Details are sketchy and ambiguous at best, but Arts and Culture Minister Paul Mashatile gave some insight into the thinking that may be behind it when he said: "We don't want too many young people just loitering – or doing nothing”. This may well be an attempt to defuse the ‘ticking time bomb’ of youth unemployment and thus prevent an ‘Arab spring’ from occurring in South Africa.

Separation of power

In his closing speech to the conference, President Zuma emphasised the principle of the separation of powers between the executive, legislature and judiciary, but added that “the branches of the state are equal parties entrusted with distinct constitutional powers” and that “no branch is superior to others." Zuma is strongly opposed to the judiciary frequently overturning controversial government decisions and policies that have been found to be unconstitutional or legally flawed.

Land reform

Farmers and other land owners will be pleased with the final policy statement that emerged on land reform. It rejected the seizure of land without compensation and reaffirmed the current constitutional position on property rights. The policy resolution held that land should not be confiscated without compensation unless it had been acquired illegally.
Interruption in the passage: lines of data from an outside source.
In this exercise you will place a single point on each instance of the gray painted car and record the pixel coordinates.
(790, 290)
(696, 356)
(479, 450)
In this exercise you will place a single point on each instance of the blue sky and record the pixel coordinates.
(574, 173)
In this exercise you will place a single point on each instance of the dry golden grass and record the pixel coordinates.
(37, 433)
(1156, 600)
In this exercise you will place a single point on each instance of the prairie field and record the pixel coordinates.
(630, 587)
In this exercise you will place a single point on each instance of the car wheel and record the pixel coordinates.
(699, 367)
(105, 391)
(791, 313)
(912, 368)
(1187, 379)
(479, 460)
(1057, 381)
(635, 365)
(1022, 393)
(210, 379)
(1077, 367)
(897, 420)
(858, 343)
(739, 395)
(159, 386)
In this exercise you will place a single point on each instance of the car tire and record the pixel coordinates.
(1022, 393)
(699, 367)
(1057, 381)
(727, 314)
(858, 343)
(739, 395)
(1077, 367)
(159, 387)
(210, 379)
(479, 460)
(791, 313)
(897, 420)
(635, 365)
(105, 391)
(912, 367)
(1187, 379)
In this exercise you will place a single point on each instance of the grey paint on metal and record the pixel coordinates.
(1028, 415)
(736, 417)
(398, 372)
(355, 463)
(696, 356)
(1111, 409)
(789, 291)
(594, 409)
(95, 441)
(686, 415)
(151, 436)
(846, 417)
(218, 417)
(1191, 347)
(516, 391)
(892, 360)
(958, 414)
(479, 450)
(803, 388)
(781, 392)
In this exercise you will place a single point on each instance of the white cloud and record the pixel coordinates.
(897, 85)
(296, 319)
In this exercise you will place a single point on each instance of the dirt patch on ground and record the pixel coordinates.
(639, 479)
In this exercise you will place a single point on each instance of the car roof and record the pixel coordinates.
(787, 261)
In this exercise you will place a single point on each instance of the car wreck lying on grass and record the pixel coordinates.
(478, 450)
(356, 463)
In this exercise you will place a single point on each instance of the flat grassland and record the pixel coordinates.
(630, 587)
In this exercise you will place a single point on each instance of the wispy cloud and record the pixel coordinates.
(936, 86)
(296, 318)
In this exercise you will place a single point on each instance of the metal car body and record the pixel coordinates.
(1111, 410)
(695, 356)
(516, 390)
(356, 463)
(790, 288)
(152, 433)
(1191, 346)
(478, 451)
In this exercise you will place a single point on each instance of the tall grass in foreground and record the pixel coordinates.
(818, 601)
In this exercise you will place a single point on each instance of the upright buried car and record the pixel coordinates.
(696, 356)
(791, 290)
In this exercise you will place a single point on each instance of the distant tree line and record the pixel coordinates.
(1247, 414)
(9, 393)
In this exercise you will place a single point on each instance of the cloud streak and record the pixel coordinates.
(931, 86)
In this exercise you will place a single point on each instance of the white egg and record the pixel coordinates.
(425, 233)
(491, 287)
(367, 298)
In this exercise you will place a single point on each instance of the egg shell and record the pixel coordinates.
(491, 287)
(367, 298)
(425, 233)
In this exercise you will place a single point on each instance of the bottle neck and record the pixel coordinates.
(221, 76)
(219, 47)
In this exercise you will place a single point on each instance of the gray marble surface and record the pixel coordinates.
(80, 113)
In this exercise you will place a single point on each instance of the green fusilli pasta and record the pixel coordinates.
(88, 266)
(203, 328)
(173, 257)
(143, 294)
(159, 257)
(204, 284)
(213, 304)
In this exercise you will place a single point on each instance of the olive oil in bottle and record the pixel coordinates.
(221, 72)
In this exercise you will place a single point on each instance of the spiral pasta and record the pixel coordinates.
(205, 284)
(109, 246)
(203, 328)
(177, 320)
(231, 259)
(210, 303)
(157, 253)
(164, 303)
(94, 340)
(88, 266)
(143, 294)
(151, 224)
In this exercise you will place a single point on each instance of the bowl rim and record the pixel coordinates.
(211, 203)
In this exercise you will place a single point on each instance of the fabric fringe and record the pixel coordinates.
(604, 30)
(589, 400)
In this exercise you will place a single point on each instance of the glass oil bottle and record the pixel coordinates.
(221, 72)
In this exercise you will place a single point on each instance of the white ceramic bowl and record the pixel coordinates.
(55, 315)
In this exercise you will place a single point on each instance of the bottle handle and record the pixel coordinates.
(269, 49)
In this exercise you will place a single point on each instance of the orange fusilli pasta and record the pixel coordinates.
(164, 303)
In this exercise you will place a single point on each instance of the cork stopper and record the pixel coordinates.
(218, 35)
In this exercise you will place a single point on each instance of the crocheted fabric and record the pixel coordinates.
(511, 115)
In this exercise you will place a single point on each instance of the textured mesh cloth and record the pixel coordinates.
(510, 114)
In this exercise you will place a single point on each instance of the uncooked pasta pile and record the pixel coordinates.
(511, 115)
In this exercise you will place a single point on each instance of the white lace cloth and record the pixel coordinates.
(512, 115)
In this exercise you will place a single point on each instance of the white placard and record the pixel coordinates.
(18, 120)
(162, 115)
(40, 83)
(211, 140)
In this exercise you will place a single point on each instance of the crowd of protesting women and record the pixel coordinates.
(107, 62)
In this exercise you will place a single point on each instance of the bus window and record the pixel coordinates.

However, it also somewhat ambiguously threw out the concept of ‘willing-buyer, willing-seller’ while at the same time retaining the legal status quo which holds that if the state and a private owner cannot reach agreement on compensation for land, a court must determine a reasonable price.

Incompetent & corrupt cadres

Delegates were concerned about the harm done to the image of the ANC by incompetent and corrupt cadres deployed in government and the civil service, including ministers and provincial premiers.

They sent a strong message that they would no longer be protected and proposed that an ANC integrity committee be established that should be able to recall such cadres. It was also proposed that ANC cadres that are on trial for corruption and be forced to vacate their positions during their trial.

Not policy yet

While the policy conference debated and redrafted key policy concepts before adopting them, none of them are official policy yet. They will now be taken back to the ANC branches for further discussions that could result in proposals for changes to be made.

Final drafts emerging from the branches through the regional and provincial structures will be taken to the national conference in Mangaung. There, delegates will adopt, adapt or reject them. Only then, will they become official ANC policy that may influence and guide government policy and decisions.

The only certain thing, so far, is that the remainder of the year will see the leadership race in the ANC intensifying significantly – especially now that Zuma has tested the waters and saw his support not being what he had hoped for. This intensified leadership race will inform further development and articulation of ANC policies.